Duloxetine significantly reduced pain associated with chemotherapy-induced peripheral neuropathy in patients with cancer. 

JAMA 2013 Apr 02;309(13)1359-1367, EM Lavoie Smith, H Pang, C Cirrincione, et al

http://www.practiceupdate.com/Explore/JournalScan/?id=3428&elsca1=emc_enews_expert-insight&elsca2=email&elsca3=practiceupdate_onc&elsca4=oncology&elsca5=newsletter

Commentary by Lee S. Schwartzberg , MD, FACP

Chemotherapy-induced peripheral neuropathy (CIPN) has emerged as perhaps the most ubiquitous and quality-of-life dampening toxicity of common chemotherapy programs.
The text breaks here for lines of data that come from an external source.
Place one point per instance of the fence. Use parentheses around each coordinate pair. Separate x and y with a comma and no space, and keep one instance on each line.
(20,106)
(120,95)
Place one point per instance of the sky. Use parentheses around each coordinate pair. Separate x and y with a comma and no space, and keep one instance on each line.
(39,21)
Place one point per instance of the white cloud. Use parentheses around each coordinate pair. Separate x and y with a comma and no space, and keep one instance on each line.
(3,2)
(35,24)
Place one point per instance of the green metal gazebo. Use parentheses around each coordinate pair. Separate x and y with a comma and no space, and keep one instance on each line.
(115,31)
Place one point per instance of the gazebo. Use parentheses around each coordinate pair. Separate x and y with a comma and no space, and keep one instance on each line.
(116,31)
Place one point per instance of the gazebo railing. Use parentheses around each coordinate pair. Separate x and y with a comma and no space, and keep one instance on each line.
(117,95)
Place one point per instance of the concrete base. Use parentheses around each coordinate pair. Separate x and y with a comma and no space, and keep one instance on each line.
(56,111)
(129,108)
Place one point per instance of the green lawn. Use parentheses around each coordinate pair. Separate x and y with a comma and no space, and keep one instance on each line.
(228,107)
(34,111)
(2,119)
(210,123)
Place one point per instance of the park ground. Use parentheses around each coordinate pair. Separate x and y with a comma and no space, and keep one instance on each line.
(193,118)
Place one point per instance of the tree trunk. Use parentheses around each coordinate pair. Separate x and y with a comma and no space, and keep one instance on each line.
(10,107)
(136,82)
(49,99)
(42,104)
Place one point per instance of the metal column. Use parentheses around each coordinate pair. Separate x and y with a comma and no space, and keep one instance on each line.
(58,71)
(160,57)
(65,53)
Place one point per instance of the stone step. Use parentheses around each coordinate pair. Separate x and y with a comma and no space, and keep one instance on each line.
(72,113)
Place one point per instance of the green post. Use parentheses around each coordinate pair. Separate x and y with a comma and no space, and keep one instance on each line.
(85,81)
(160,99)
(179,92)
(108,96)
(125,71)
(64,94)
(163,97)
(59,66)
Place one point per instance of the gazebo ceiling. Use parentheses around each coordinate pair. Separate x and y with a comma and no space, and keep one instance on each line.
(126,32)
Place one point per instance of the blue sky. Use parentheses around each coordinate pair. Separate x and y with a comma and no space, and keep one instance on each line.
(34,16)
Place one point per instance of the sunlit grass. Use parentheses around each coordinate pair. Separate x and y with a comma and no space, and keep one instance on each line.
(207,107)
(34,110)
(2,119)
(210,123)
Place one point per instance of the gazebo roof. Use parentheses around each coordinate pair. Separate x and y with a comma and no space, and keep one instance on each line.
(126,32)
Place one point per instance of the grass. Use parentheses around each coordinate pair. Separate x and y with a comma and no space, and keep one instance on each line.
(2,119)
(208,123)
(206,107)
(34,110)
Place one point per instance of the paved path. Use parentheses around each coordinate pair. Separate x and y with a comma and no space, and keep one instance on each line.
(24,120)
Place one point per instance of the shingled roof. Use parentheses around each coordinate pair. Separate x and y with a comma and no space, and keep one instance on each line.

In breast and colorectal cancer, where taxanes and platinums are used routinely and the large majority of patients survive for decades, even mild ongoing daily symptomatic toxicity can be devastating. So far, development of therapeutics to prevent this complication has been elusive. We have better success with treatment of painful CIPN, as this randomized double-blind crossover study of duloxetine attests. The trial focused on painful neuropathy, rather than the far more commonly experienced numbness, tingling, and dysesthesias, which may represent more of a quantitative than qualitative difference. Encouragingly, duloxetine demonstrated a moderately strong effect on painful CIPN. There was also a trend toward benefit in the self-reported non-painful CIPN component. Some patients did not tolerate the drug, which remains an issue for any supportive-care measure treating toxicity. Based on this trial and prior studies, duloxetine should be considered a proven intervention for patients who have persistent CIPN during or after completion of neurotoxic chemotherapy.

SUMMARY

PracticeUpdate Editorial Team

Painful peripheral neuropathy is a frequent adverse effect of several types of chemotherapy, and has no known effective treatments. The neurotransmitters serotonin and norepinephrine suppress transmission of painful stimuli to the spinal cord. Duloxetine is a dual serotonin and norepinephrine reuptake inhibitor that has been shown in phase III studies to reduce the pain of diabetic neuropathy. This phase III double-blind, randomized, placebo-controlled crossover clinical trial evaluated the efficacy and safety of duloxetine as treatment for chemotherapy-induced painful neuropathy in patients with cancer.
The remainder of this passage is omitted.